A review of the Patient Care Notes dated 10/28/17 revealed no documentation about PI # 3's fall.
During an interview on 11/8/17 at 9:12 AM the Risk Manager, EI # 1, verified PI # 3's fall was not documented in the Patient Care Notes. EI # 1 also confirmed PI # 3's blood pressure was not documented on the Nurse Event Note dated 10/29/17.
Policy and Procedure: Special Precautions Revised: 4/2016...
Description of Precaution Levels:
..c. Line of Sight: Precautions are documented every 15 minutes along with specific instructions (when indicated) that the person served is within eyesight and hearing (eye shot / ear shot) of a clinical staff member. Staff must be able to see the person served and hear any verbal or potential action the person may be attempting to do that could be harmful...
4. Patient Identifier (PI) # 1 was admitted on [DATE] with diagnosis to include Alzheimer's disease.
A review of the care plan for PI # 1 revealed a care plan for fall risk dated 10/07/17. PI # 1 scored a 75 (high risk for fall) on the Morse fall scale. Interventions put in place on 10/07/17 included: monitor for a minimum of every 30 minutes and chair alarm. On 10/25/17 new interventions listed were: Physical Therapy consult.
A review of the medical record revealed a nurse event note dated 10/24/17 at 3:55 PM. The event note documented PI # 1 had an unobserved fall in the dinning room. Documented in the section of the form titled, "Detailed Description of Occurrence" was the following: family member stated PI # 1 got up to walk and after a few steps PI # 1 slid down to the floor, landing on her right elbow and right hip. It was noted PI # 1 had a clip (chair) alarm attached to her shirt and the tab string was separated from the alarm box, but the alarm did not sound.
Under the section of the note titled, "Interventions Implemented to Prevent Reoccurrence" the following was documented: Tab (chair) alarm and box changed out with another tab alarm that does sound when the string is separated from the alarm box.

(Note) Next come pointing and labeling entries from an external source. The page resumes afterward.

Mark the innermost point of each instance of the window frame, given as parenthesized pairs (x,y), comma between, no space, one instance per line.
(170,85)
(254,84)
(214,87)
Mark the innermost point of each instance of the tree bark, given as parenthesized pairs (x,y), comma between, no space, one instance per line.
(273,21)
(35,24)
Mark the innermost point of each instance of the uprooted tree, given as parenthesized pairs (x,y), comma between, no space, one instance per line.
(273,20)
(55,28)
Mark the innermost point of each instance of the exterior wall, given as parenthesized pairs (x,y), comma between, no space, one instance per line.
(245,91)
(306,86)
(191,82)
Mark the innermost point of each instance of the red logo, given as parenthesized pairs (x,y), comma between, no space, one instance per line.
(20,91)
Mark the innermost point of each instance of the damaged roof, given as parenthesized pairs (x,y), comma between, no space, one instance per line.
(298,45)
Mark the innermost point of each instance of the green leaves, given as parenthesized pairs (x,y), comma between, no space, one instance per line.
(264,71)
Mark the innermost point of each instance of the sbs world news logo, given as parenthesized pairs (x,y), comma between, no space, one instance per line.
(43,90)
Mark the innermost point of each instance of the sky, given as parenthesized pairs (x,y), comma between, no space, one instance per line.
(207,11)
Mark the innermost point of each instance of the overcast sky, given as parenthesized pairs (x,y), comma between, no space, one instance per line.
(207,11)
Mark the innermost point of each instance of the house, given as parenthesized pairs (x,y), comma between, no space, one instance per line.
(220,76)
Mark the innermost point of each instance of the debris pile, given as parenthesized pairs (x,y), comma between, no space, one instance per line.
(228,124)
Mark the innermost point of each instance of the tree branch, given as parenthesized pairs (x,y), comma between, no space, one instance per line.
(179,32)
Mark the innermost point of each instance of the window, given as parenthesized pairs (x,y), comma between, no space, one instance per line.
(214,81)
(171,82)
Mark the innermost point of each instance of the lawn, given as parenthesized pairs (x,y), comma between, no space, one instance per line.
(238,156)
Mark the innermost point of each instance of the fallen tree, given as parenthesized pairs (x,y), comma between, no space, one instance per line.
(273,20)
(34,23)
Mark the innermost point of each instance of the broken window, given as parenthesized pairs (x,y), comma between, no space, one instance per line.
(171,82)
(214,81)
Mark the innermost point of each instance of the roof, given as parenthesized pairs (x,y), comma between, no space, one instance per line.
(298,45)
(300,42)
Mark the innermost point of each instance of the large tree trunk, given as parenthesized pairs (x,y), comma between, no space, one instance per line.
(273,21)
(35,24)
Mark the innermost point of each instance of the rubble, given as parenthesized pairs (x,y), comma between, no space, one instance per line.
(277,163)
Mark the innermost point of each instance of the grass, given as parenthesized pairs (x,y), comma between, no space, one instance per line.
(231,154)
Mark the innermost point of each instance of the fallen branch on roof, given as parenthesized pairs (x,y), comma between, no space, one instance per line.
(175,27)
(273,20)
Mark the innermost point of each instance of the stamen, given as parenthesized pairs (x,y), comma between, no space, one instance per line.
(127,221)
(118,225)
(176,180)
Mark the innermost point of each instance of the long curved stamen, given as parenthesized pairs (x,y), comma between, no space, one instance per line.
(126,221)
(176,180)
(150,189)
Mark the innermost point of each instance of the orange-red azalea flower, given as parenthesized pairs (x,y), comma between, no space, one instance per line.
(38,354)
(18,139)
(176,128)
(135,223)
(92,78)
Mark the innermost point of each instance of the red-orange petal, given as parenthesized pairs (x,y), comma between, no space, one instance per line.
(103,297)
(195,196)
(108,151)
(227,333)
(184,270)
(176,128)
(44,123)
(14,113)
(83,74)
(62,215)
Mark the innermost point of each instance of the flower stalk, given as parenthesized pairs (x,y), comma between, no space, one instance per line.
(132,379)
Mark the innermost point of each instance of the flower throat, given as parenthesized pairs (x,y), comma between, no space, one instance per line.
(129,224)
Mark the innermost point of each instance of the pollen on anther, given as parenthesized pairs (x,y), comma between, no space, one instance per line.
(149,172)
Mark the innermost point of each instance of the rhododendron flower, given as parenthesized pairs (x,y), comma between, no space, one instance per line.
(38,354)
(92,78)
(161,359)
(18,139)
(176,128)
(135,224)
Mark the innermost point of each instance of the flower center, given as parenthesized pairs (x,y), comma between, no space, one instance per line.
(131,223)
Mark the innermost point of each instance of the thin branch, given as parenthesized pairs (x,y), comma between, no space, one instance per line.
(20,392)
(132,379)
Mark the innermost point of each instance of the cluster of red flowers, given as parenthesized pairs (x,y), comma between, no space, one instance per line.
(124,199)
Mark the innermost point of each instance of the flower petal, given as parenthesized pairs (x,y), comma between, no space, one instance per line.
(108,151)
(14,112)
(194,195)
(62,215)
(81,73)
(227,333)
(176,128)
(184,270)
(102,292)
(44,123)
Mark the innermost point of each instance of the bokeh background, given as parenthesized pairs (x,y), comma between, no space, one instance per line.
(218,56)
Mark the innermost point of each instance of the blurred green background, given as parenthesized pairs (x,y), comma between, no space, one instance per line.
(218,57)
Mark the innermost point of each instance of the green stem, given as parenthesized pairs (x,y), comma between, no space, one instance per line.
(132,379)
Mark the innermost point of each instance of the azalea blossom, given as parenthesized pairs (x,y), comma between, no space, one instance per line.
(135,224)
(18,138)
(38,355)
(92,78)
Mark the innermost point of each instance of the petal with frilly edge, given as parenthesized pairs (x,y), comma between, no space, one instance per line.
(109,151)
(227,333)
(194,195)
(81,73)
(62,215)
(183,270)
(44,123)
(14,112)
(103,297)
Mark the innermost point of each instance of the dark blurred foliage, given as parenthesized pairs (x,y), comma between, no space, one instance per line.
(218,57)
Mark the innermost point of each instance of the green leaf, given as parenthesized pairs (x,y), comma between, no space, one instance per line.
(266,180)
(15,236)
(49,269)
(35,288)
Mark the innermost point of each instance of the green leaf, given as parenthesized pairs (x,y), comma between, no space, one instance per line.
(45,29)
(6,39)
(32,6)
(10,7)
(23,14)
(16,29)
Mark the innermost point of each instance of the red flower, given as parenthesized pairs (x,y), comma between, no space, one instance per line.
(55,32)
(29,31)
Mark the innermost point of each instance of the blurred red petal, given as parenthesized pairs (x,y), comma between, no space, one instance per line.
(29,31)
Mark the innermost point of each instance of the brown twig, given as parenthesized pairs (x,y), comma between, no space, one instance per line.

There was no other intervention documented and no documentation why the first alarm box failed to function properly.
A review of the medical record revealed another nurse event note dated 10/25/17 at 6:50 AM. The event note documented PI # 1 had an observed fall in the dinning room. Documented in the section of the form titled, "Detailed Description of Occurrence" was the following: PI # 1 was in a wheelchair with a chair alarm on. PI # 1 attempted to get out of the chair without assistance and fell . The physician was notified, no further orders were received.
Under the section of the note titled, "Interventions Implemented to Prevent Reoccurrence" the following was documented: Physical Therapy (PT) referral done 10/24/17 and again on 10/25/17.
There was no documentation the family was notified of the fall on 10/25/17.
A review of the physician orders revealed an order dated 10/25/17 at 11:40 AM for a Physical Therapy consult, due to recent fall.
A review of the therapy section of the medical record revealed a referral for therapy services dated 10/25/17 that was faxed to the therapy department. A second referral for therapy services was dated 11/07/17 that was also faxed to the therapy department.
A review of the physical therapy log was completed. The physical therapy staff sign in on the log each time they make a visit and list the date, patient name and reason for the visit. The only entry on the physical therapy log for PI # 1 was dated 11/8/17. The reason documented was for a Physical Therapy evaluation.
A review of the therapy notes documented a Physical Therapy evaluation was completed on 11/7/17, thirteen (13) days after the physician order was written for PI # 1 to be evaluated. The Physical Therapy plan of care included a frequency for Physical Therapy every day for two to three weeks.
The facility failed to assure a chair alarm for PI # 1 was working properly and follow the physician order for a physical therapy evaluation on 10/25/17. The physical therapy evaluation was not completed until thirteen (13) days after the order was written.